The evidence of P.W.2, who witnessed the occurrence, corroborated with P.W.1 in entirety. The evidence of P.Ws.1 and 2 is natural, cogent and trustworthy. Therefore, the contention of the learned counsel for the appellant that the evidence of P.Ws.1 and 2 cannot be accepted is rejected. 2. The first contention raised by the learned counsel for the appellant is that since the alleged stolen jewels were recovered in different form, it cannot be said that the accused was the person who committed the alleged offence.
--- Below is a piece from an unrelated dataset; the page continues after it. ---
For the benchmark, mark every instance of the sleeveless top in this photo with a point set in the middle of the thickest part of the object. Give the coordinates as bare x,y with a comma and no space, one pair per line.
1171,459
A perusal of the evidence of P.W.1 would show that it was the accused who attacked P.W.1 on her head with M.O.1 knife and snatched her thali chain. Moreover, P.W.1 had correctly identified the accused in the identification parade conducted by P.W.3. Therefore, the recovery of stolen jewels in different form would not affect the case of the prosecution as it is the usual practice that immediately after the occurrence, the accused convert the stolen articles, more so when it is gold. 3. Similarly, we are unable to agree with the contention raised by the learned counsel for the appellant challenging the test identification parade on the ground that the photograph of the accused was already shown to P.W.1, because, as rightly pointed out by the learned Additional Public Prosecutor, P.W.1 being the victim of robbery, who suffered an injury at the hands of the accused, lost her thali chain and seen the accused face to face at a very close distance, had rightly remembered the face of the accused and identified him, which cannot be discarded lightly. 4. The non examination of the said Ravi, from whom the alleged golden jewels were recovered, does not alter the case of the prosecution, as the alleged recovery was made only on the basis of the confession of the accused. Moreover, when there is direct eye witness for the occurrence, the non examination of the person from whom the stolen articles were recovered is of no importance. 12. Under such circumstances, we are of the considered opinion that the prosecution has proved its case beyond reasonable doubts. We do not find any reason to interfere with the conclusion reached by the trial Court and therefore, the conviction and sentence recorded by the trial Court are confirmed and the appeal stands dismissed.